At the beginning of the school year, Clark started to organize meetings of the 17 current Jandos Scholarship recipients. Clark, a computer scientist, leads networking and discussion topics that matter to successful women like the impostor syndrome, a psychological notion by some women who believe they may not deserve their success and accomplishments, and "Lean In: Women, Work, and the Will to Lead," a popular book by Sheryl Sandberg.

“I think it helps facilitate their growth,” Clark says of the twice-asemester meetings. “Next year we are going to have them attend some diversity events and write some reflection papers on that.

"We’re getting a little more intrusive in working with them but I think they like that. … Supporting them in other ways besides the money is beneficial to them.”

Before a meeting in February, chemistry senior Rachel Svetanoff, computer science senior Lillian Liu and biological sciences junior Amanda Mark expressed their gratitude for the scholarship and revealed the impact the dollars have made during their time in the College of Science.

“It saved my life,” says Svetanoff. “If it wasn’t for this scholarship, I wouldn’t be at Purdue and I wouldn’t be able to afford college. After my dad passed away, my mom didn’t have a job. … There would be no other way I could’ve afforded college. … We were on a really tight budget.”

The Jandos award helped Svetanoff survive and thrive during her last few years at Purdue. She has been a part of Purdue Science Student Council, Purdue Student Government, American Chemical Society, Purdue Student Pugwash and, of course, Women in Science Programs.

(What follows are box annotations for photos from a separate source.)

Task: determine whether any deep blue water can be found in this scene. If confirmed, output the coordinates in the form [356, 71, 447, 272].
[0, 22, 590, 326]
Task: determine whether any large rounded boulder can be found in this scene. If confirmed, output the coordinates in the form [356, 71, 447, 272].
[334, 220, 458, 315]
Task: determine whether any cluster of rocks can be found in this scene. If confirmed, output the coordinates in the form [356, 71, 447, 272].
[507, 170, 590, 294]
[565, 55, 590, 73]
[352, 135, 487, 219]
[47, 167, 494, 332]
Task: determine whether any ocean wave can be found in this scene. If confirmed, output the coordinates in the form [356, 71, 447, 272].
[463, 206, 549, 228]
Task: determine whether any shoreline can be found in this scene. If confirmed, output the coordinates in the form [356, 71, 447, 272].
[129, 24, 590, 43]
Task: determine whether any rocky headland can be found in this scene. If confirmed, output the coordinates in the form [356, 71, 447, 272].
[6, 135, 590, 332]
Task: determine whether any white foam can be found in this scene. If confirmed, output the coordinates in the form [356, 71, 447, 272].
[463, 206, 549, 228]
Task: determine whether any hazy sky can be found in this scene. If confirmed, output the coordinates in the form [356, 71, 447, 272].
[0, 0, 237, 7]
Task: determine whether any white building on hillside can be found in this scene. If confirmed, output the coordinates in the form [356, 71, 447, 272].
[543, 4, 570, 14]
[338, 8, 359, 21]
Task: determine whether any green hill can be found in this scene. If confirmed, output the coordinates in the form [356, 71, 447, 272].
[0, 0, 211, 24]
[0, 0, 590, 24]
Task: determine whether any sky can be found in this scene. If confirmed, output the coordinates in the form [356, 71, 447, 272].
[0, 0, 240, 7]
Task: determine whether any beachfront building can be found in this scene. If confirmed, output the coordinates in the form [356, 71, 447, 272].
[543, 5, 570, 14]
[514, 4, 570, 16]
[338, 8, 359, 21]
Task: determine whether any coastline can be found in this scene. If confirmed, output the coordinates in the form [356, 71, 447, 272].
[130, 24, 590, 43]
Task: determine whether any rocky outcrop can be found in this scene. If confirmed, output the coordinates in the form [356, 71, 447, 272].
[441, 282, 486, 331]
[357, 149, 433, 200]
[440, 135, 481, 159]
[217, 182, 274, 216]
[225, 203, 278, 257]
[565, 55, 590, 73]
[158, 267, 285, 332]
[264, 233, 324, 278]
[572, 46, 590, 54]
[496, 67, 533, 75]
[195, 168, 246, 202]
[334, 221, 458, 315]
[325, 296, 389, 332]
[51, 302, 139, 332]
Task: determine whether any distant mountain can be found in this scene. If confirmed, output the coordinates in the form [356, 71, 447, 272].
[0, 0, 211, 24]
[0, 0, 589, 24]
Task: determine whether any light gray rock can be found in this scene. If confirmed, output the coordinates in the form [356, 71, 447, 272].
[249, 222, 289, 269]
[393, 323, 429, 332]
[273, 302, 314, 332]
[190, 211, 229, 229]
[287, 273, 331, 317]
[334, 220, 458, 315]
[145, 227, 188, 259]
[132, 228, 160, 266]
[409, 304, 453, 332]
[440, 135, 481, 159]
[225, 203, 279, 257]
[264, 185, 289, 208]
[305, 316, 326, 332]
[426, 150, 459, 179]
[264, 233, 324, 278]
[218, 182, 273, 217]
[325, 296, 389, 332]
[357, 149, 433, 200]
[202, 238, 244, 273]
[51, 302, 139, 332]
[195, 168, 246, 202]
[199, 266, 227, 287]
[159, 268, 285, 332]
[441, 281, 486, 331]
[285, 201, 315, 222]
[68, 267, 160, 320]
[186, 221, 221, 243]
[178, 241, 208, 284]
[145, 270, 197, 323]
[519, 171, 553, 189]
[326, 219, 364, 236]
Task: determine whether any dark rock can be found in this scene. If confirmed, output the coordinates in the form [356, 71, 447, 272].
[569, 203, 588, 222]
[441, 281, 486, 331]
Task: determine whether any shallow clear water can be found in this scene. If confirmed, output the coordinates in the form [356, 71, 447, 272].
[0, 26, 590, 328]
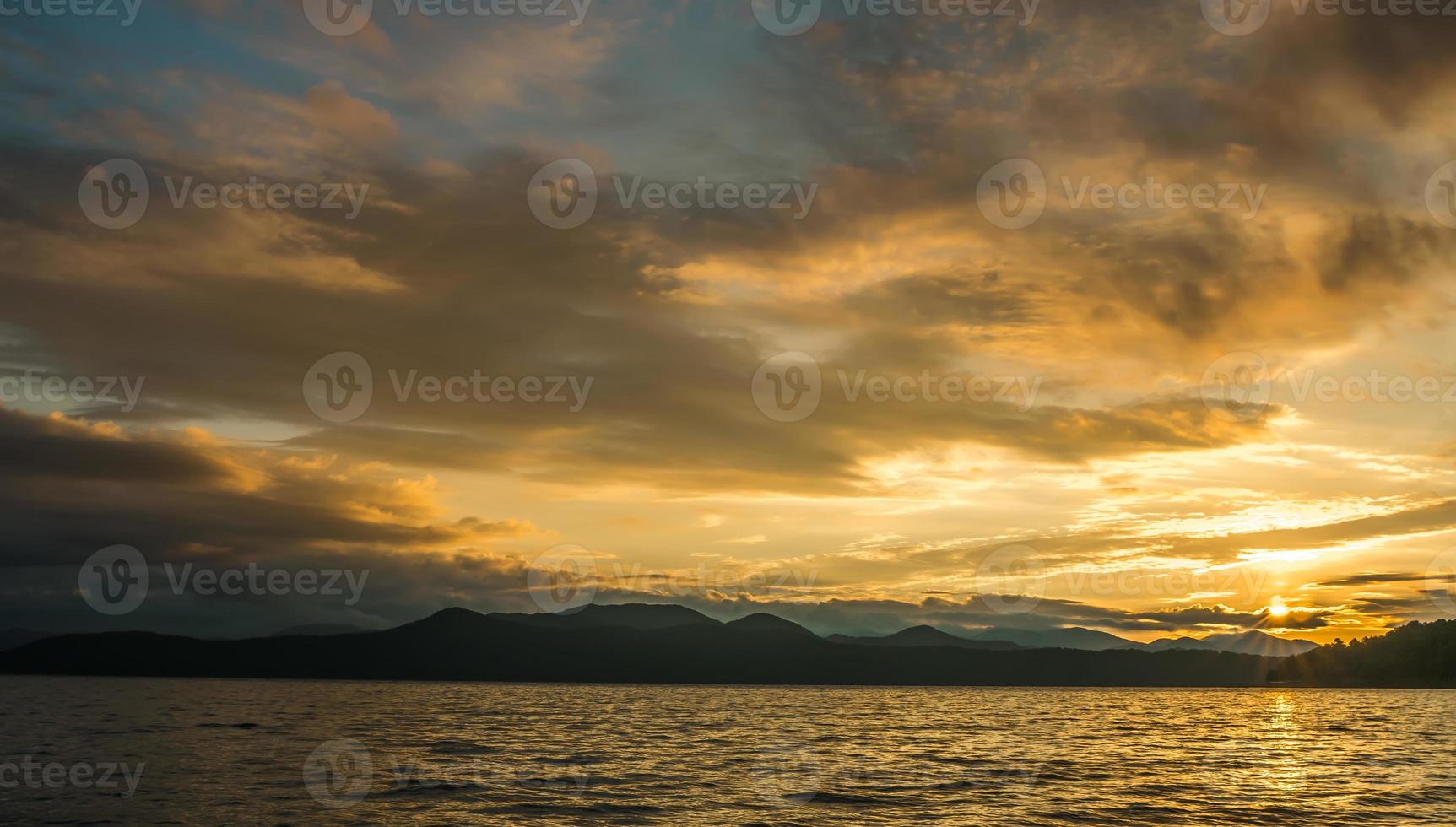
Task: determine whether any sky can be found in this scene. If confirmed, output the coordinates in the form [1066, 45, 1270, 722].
[0, 0, 1456, 642]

Mark, a health and disease major, became a first-time Jandos Scholarship recipient in the fall. Her tuition was paid for with a State of Indiana 21st Century Scholarship. She has found the timing of the Jandos money to be great, helping her pay for books and living expenses. “It’s put me on a budget each month," she says.

"Liu shares a similar story. “I used to work three different jobs, so this scholarship allows me to work significantly less hours,” she says. “It’s nice to know that if you work hard during your undergraduate years, you can earn this reward.” The recipients acknowledge the atypical story behind the scholarship.

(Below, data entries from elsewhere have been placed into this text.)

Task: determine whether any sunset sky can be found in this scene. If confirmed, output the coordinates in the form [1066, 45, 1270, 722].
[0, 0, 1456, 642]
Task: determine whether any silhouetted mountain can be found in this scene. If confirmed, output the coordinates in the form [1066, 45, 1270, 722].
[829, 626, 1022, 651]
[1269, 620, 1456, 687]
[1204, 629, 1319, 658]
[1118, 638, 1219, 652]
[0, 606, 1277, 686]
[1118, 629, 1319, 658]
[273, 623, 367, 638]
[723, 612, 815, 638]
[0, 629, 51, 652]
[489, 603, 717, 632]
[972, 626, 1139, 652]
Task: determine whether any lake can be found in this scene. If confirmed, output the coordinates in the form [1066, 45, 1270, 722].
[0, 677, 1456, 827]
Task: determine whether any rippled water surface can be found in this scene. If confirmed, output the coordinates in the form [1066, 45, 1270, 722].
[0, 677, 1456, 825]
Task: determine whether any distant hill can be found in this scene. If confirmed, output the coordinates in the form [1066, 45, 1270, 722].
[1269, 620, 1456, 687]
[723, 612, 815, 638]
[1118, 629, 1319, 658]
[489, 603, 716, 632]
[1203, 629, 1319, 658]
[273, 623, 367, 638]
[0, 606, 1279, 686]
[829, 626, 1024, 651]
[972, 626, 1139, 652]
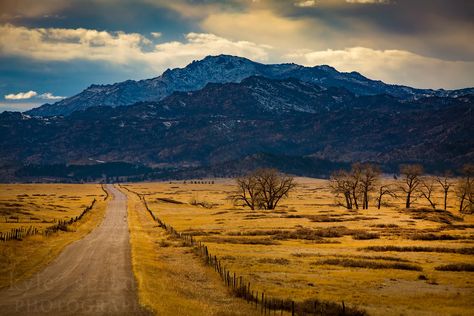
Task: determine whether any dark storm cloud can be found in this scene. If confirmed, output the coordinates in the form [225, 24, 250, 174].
[273, 0, 474, 60]
[0, 0, 474, 106]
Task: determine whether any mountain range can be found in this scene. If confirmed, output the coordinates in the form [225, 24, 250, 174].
[0, 55, 474, 181]
[27, 55, 474, 116]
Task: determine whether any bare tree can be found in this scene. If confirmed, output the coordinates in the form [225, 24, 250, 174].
[350, 163, 363, 210]
[230, 174, 260, 210]
[436, 171, 453, 211]
[254, 169, 296, 210]
[329, 170, 353, 210]
[329, 163, 380, 209]
[400, 165, 423, 208]
[376, 184, 397, 210]
[456, 164, 474, 214]
[360, 164, 380, 209]
[420, 178, 436, 210]
[230, 169, 296, 210]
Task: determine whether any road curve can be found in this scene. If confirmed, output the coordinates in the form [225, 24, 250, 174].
[0, 185, 148, 316]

“I thought it was amazing that randomly a big pile of money showed up at the College of Science’s front door,” Mark says. “Now it’s being put to good use, being given to people who need it, who are working hard at Purdue trying to pay for their education, maybe get out of undergrad with not a whole lot of debt and maybe pursue a professional or graduate education. So it’s actually helping students to do that, like me. I’m very thankful for it.”

Svetanoff says, “All of us who have received the scholarship have worked hard to earn it. The story is like a miracle. It’s almost unbelievable.“

Jandos meeting

Anavi Nahar (right) gets in on the discussion at a Jandos Scholarship meeting as Rebekah Figueroa (left) looks on.